Guilt. Will said it best on 104.5 FM, pointing out our messages and broadcasts on Twitter that night were made possible by the National Weather Service office in Nashville, by the donations we’ve received from our community. Our tornado coverage was our darkest moment and brightest hour, the payoff of an investment first deposited by Tom Johnstone at NWS-Nashville, and carried forward by Larry Vannozzi, Trevor Boucher, Sam Shamburger, Krissy Hurley, among others there. Where is the light shined on them? Where is the credit to the community for supporting NashSevereWx? I’m uncomfortable accepting thanks for something we had only a part in bringing you that day. I am proud of what we did, I really am, but I feel guilty when any article singles us out. This wasn’t done alone. It was a group effort.
Community. We came together to love, cleanup, rebuild, then COVID-19 arrived and we have to social distance. Don’t forget about the tornado, y’all, as you do the right thing amidst this pandemic. Remember the community that responded so well to the tornado is the same community that will sacrifice and come together for others in this pandemic.
Motivation. Everything worked, not perfectly, behind the scenes.

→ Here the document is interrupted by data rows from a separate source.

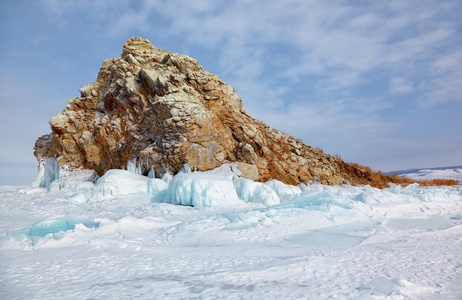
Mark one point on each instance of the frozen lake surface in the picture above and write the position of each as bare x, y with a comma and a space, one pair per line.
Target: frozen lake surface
253, 241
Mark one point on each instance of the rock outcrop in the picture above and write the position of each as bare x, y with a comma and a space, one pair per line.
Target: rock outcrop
163, 110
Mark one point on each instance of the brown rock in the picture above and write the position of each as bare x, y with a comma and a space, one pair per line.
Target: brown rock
163, 109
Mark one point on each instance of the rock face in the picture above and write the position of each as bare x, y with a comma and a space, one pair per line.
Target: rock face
163, 110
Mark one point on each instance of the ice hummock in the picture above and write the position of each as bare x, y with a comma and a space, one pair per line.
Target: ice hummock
318, 242
47, 173
201, 189
51, 228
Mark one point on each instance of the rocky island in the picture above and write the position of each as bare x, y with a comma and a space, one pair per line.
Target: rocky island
162, 110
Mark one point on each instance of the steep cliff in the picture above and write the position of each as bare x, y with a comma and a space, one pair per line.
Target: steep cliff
163, 110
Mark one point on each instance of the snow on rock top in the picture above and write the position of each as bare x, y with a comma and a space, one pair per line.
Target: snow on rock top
163, 110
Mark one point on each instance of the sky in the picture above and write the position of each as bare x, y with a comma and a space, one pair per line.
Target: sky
376, 82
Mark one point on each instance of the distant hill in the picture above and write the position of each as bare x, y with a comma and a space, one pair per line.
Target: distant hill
431, 173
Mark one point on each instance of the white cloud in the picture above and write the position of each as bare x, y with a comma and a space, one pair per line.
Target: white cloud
273, 51
399, 85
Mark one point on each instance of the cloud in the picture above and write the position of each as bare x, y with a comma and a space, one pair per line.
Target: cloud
399, 85
318, 69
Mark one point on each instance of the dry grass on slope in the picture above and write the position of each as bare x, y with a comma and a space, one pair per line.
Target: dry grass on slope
380, 180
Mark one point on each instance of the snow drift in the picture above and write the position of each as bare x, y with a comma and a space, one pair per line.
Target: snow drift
215, 235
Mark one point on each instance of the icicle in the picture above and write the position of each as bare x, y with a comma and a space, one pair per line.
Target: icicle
186, 169
167, 176
152, 173
131, 165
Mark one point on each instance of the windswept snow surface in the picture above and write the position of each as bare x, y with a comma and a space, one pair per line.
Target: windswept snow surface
270, 241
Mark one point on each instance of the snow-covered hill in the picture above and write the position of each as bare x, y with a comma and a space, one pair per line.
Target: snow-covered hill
209, 236
432, 173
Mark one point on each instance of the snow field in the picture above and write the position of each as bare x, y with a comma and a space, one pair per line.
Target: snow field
209, 236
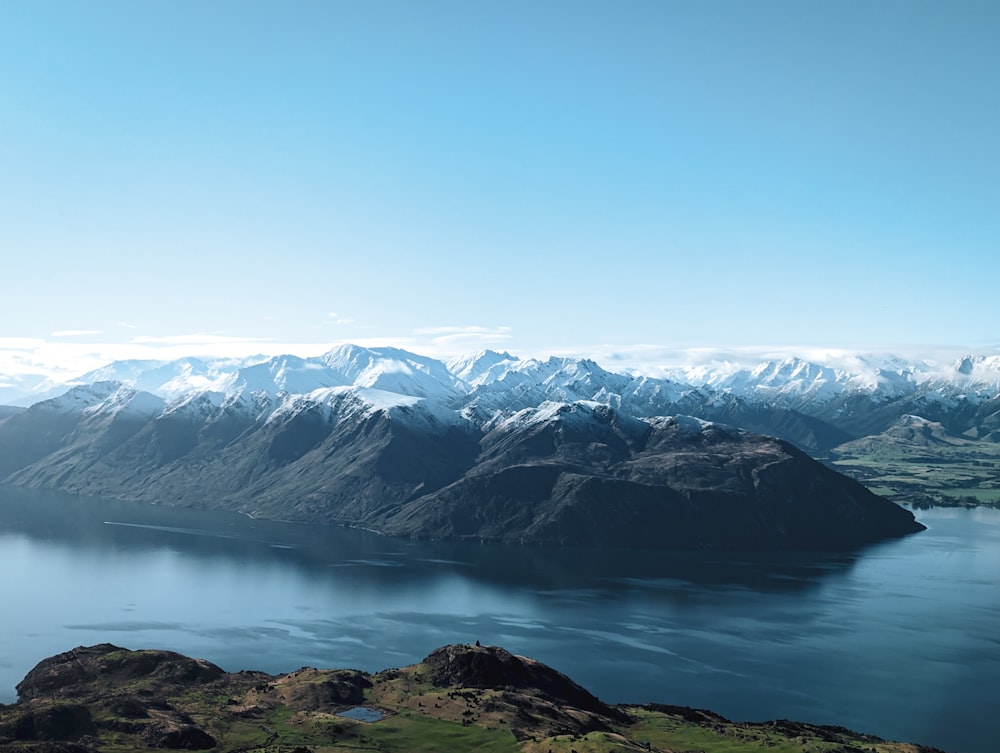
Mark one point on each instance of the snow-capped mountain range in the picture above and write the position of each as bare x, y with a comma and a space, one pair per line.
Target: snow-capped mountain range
485, 447
813, 405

We committed to having cameras a few years ago, across town, to verify a tornado. One camera captured the tornado, and Andrew used it live on YouTubeLive during his broadcast, verifying the tornado. This gave confidence in saying the tornado was confirmed, there we were watching it live on a camera.
Gratitude. To all of you, thankful. We love our @NashSevereWx project, that you let us know it’s valuable to you is the dividend on our investment. Thank you.
I picked this off the street in Five Points. It was among the debris. The ends are sharp, the piece snapped off by the tornado and flung through 165 MPH winds. It’s what inside the tornado carries that kills.
It’s what’s inside the community that heals.